CivWarArtMusic
Paris Street; Rainy Day · After

Family, Chrysler, the AIC

1894

Not in the bequest

Here is the part most often gotten wrong, so we start by separating it cleanly. When Gustave Caillebotte died in 1894, he left a famous bequest of paintings to the French State — about sixty-seven canvases of work by his friends and the painters he’d quietly been keeping afloat for two decades: Monet, Renoir, Pissarro, Cézanne, Sisley, Manet, Degas, and Morisot. The state, after months of haggling with Caillebotte’s executors, eventually accepted about forty of the sixty-seven works and turned down the rest. (This is the Caillebotte bequest, and the fight over it is one of the great squabbles in the history of nineteenth-century French museum-keeping. The full story belongs in the movement read, not here.) Renoir’s Bal du moulin de la Galette— the giant sunlit Sunday-dance picture — was one of the works the state accepted, and it has been on public view in Paris ever since.

Paris Street; Rainy Day was not in that bequest. This is the single most important factual point in this chapter, because the confusion is so common it deserves the chapter’s opening line: the picture in this chapter is not one of the Caillebotte-bequest pictures. It stayed in the family. The bequest was the paintings Caillebotte had bought from other people— his collection. The pictures he had painted himself, including this one, stayed his own family’s property. Don’t mix the two.

1894–1954

Half a century on private walls

So the picture’s actual story after 1894 is quieter and more private than the bequest fight would suggest. It went, by inheritance, to Caillebotte’s brother Martial Caillebotte and his wife Marie. In 1900 it was deposited at a country house called the Château de Montglat, in Provins, southeast of Paris, in the care of Martial’s brother-in-law Georges Minoret. In 1950 it passed by inheritance to Martial’s daughter Geneviève Chardeauand her husband Albert. Until that year — fifty-six years after the painter’s death — the canvas had never left the family. It had been hung in Paris apartments, deposited in country houses, looked at by relatives and the rare invited guest.

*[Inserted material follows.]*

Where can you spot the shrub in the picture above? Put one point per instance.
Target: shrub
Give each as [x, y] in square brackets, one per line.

It had not been to a major exhibition in any meaningful sense since 1894. Almost nobody outside the family had seen it for two generations.

Which means that when, in 1954 or 1955, the painting was finally sold out of the Caillebotte family for the first time — to the American industrialist Walter P. Chrysler Jr. (1909–1988), son of the automobile magnate Walter P. Chrysler, and a major and slightly ill-disciplined collector who at one point owned what he claimed was the largest private art collection in the United States — the picture’s reentry into the wider world was almost like a rediscovery. Paris Street; Rainy Day had been famous in 1877, then privately remembered for half a century, then near-invisible. Now it was suddenly in New York, in a private collection, and people who knew about Caillebotte realized one of his masterpieces had just changed continents.

1964–today

To Chicago, on the Grand Staircase

It moved one more time. In 1964 the painting passed from Chrysler to the New York art dealer Wildenstein & Co., and Wildenstein resold it the same year to the Art Institute of Chicago through the Charles H. and Mary F. S. Worcester Collection fund. The Art Institute logged it under accession number 1964.336. There the painting has stayed. It hangs in Gallery 201, on the east side of the Grand Staircase of the Art Institute — one of the first paintings most Chicago museum-goers encounter, and the picture the Institute most often uses on its posters and tote bags. The painting that was almost invisible for sixty years is now one of the most-photographed Impressionist works in America.

Stand back from the arc of this. A wealthy young engineer in Paris paints a nine-foot picture of his own neighborhood on a wet morning. He hangs it at a breakaway exhibition where it is, paradoxically, the leastImpressionist canvas in the show. The critics aren’t sure what to make of it. The painter dies young, and the picture stays in the family for over half a century — kept by a brother, then a niece, then a great-niece, hanging on private walls in private houses. An American industrialist with a habit of swallowing collections buys it. A New York dealer flips it. And it ends up in Chicago, on permanent view, becoming one of the most recognized images of nineteenth-century Paris in the world. The picture’s whole afterlife is the long swing from private to public — a private commission of a private morning, kept privately for two generations, finally sold across an ocean and turned into a public icon of a city it hadn’t lived in for nearly a century. Caillebotte’s bequest, the famous one, is in Paris. His own great picture of Paris is in Chicago. Sit with that for a second. The historical irony is the picture’s last quiet joke.